For Programmers: Free Programming Magazines  


Home > Archive > Java Help > August 2006 > Memory Allocation in Java









You are viewing an archived Text-only version of the thread. To view this thread in it's original format and/or if you want to reply to this thread please [click here]

 

Author Memory Allocation in Java
Christopher Smith

2006-08-26, 7:01 pm

Hi All -

Problem: I have a large array of floating point numbers I need to look
for. These results come from a brut-force grid search, where the
coordinates (x,y) are non-parametric test results.

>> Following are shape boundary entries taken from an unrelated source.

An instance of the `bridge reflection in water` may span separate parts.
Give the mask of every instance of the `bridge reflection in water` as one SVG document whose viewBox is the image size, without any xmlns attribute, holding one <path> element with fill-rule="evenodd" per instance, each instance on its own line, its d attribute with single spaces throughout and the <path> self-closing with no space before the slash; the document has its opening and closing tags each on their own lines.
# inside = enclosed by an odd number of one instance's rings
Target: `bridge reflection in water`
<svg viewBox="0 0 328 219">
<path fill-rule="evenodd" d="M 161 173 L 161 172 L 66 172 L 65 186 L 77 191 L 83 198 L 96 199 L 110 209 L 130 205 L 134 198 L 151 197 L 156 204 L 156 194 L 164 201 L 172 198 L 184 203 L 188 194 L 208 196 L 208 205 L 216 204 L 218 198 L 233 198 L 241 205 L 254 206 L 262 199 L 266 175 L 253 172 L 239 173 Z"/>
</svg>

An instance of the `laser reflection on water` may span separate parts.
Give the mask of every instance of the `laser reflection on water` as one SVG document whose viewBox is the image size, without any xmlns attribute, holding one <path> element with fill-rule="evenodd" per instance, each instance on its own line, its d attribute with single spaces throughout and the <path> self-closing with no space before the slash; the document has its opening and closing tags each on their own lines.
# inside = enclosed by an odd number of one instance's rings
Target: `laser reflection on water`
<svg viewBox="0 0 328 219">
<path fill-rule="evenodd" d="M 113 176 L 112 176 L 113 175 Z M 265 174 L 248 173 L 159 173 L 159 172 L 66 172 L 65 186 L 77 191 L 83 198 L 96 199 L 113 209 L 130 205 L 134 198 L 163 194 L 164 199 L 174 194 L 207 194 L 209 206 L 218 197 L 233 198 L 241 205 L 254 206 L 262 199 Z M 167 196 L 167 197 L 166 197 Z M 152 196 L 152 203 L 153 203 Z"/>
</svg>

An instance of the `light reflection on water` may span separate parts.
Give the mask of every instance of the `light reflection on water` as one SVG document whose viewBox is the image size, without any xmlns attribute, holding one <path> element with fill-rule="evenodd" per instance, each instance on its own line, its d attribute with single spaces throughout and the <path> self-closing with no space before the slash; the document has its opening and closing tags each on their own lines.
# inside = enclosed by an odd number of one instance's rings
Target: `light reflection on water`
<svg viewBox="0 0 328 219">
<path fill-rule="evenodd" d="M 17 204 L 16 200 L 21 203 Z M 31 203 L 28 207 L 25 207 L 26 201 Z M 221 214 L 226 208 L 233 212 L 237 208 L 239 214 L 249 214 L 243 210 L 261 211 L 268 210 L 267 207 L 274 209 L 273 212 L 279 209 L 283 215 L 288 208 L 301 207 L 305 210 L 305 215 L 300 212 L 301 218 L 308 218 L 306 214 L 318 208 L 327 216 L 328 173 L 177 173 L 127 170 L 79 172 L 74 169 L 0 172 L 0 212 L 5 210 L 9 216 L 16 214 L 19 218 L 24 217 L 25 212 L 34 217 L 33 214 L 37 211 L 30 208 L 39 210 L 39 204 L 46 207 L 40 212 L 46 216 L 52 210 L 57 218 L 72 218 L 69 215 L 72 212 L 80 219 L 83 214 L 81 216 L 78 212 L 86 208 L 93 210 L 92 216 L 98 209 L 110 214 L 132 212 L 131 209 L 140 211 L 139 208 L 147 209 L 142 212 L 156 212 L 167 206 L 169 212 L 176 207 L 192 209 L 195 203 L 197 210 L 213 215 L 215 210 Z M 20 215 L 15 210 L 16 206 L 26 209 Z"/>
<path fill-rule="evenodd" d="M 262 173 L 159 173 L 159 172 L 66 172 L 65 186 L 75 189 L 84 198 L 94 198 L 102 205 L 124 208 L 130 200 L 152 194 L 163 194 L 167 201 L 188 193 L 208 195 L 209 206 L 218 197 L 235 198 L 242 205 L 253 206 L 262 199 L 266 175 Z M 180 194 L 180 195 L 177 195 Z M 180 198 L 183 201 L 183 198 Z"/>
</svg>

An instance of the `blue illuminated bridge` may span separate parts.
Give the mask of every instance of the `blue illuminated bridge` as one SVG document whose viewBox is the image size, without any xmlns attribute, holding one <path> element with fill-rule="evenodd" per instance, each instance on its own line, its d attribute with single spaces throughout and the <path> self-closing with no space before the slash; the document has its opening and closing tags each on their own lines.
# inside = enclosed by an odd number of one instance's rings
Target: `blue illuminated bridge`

The problem is that the length of x and y, and thus the size of the grid is
quite large. The length is a minimum of 120,000 both directions on the
grid, for a total of 14,400,000,000 possible combinations. Which obviously
consumes a lot of memory -- somewhere on the order of 500 MB, if 32-bit
floating point.

I'm trying to think through the best way to handle this. Currently, I'm
setting up an array Array[][] results = new Array[120000][120000].


Questions
When intitailizing the array, the ide usually hangs. Is the compiler
trying to find contingous memory?
Is there a better way to handle this the results? If I initialized a
vector of length 14.4 million, would that be faster? Any ideas are greatly
appreciated.

Thanks, chris
Andrew Thompson

2006-08-26, 7:01 pm

Christopher Smith wrote:
....
> Problem: I have a large array of floating point numbers

....
> ..... Which obviously
> consumes a lot of memory -- somewhere on the order of 500 MB, if 32-bit
> floating point.


Note that you can increase the memory available to
a Java process. See the -Xms/-Xmx flags.
<http://java.sun.com/j2se/1.5.0/docs...s/java.html#Xms>

Andrew T.

Patricia Shanahan

2006-08-26, 7:01 pm

Christopher Smith wrote:
> Hi All -
>
> Problem: I have a large array of floating point numbers I need to look
> for. These results come from a brut-force grid search, where the
> coordinates (x,y) are non-parametric test results.
>
> The problem is that the length of x and y, and thus the size of the grid is
> quite large. The length is a minimum of 120,000 both directions on the
> grid, for a total of 14,400,000,000 possible combinations. Which obviously
> consumes a lot of memory -- somewhere on the order of 500 MB, if 32-bit
> floating point.
>
> I'm trying to think through the best way to handle this. Currently, I'm
> setting up an array Array[][] results = new Array[120000][120000].
>
>
> Questions
> When intitailizing the array, the ide usually hangs. Is the compiler
> trying to find contingous memory?
> Is there a better way to handle this the results? If I initialized a
> vector of length 14.4 million, would that be faster? Any ideas are greatly
> appreciated.
>
> Thanks, chris


If it were a contiguous memory issue, that would go away if you
initialized each array separately - remembering you really have a
120,000 element array whose elements are references to 120,000 element
arrays of float.

Do you have enough swap space in the machine?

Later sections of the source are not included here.